We are living in an era of unprecedented access to popular culture: contemporary digital infrastructure provides anyone with an internet connection access to a dizzying array of cultural objects past and present, which mingle and connect in fascinating, bizarre and sometimes troubling ways. 

In Black Ephemera: The Crisis and Challenge of the Musical Archive (NYU Press, 2022), Mark Anthony Neal considers the opportunities and challenges that this vast archive represents for Black American culture, with a particular focus on music and sound. He suggests that despite the profusion of what he terms ‘Black big data’ and the supposed democratisation of access this entails, the contemporary moment is characterised by a profound amnesia and an absence of attention to the dense web of connections that bind the analogue past with the digital present. Black Ephemera seeks to at once draw out and ‘mystify’ these links, by attending to recordings, historical moments and archival projects which have often been neglected in other studies of Black music.

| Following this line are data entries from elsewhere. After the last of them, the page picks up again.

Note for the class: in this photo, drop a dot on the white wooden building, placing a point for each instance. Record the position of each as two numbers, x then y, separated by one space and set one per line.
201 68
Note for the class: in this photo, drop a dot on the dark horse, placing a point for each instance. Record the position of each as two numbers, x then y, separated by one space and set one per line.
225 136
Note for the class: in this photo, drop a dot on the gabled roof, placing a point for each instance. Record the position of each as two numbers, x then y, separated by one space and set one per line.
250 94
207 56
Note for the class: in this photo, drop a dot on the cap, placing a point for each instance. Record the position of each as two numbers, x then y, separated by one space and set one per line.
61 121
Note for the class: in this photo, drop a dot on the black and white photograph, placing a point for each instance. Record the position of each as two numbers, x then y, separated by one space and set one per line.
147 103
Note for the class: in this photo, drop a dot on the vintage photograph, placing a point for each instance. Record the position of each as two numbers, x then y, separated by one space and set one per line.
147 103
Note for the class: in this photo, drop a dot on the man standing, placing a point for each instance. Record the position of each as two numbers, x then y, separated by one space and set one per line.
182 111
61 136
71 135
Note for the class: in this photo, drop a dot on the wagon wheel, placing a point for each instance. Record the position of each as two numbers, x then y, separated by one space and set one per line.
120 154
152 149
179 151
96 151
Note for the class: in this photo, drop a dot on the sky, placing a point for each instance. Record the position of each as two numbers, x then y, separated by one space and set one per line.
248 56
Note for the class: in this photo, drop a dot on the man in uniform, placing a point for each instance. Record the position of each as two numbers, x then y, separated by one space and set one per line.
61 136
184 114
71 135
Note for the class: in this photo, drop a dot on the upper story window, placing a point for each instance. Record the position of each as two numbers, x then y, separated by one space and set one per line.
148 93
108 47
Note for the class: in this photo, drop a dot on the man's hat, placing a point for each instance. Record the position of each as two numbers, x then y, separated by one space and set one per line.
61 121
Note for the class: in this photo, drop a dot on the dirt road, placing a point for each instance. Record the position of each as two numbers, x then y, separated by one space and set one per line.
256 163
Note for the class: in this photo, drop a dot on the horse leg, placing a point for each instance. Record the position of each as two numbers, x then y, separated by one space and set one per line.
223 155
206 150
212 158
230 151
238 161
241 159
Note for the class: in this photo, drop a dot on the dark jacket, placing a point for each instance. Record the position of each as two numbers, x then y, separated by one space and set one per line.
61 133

Neal’s explorations have a wide historical scope and operate simultaneously in microscopic and conjunctural registers. The book includes analyses of legendary Memphis record label Stax, the place of Aretha Franklin and Mavin Gaye’s overlooked early recordings in/as the Great American Songbook, the use of musical citation to try and combat the erasure of Black women’s experience from the historical archive, and the significance of archival ephemera to Black mourning practices from Pattie LaBelle to Kendrick Lamar.

We cover a lot of music in this episode, and there’s even more in the book! A good place to start might be with two mixes made in response to Black Ephemera, which you can listen to here and here.

Gummo Clare is a PhD researcher in the School of Media and Communications, University of Leeds.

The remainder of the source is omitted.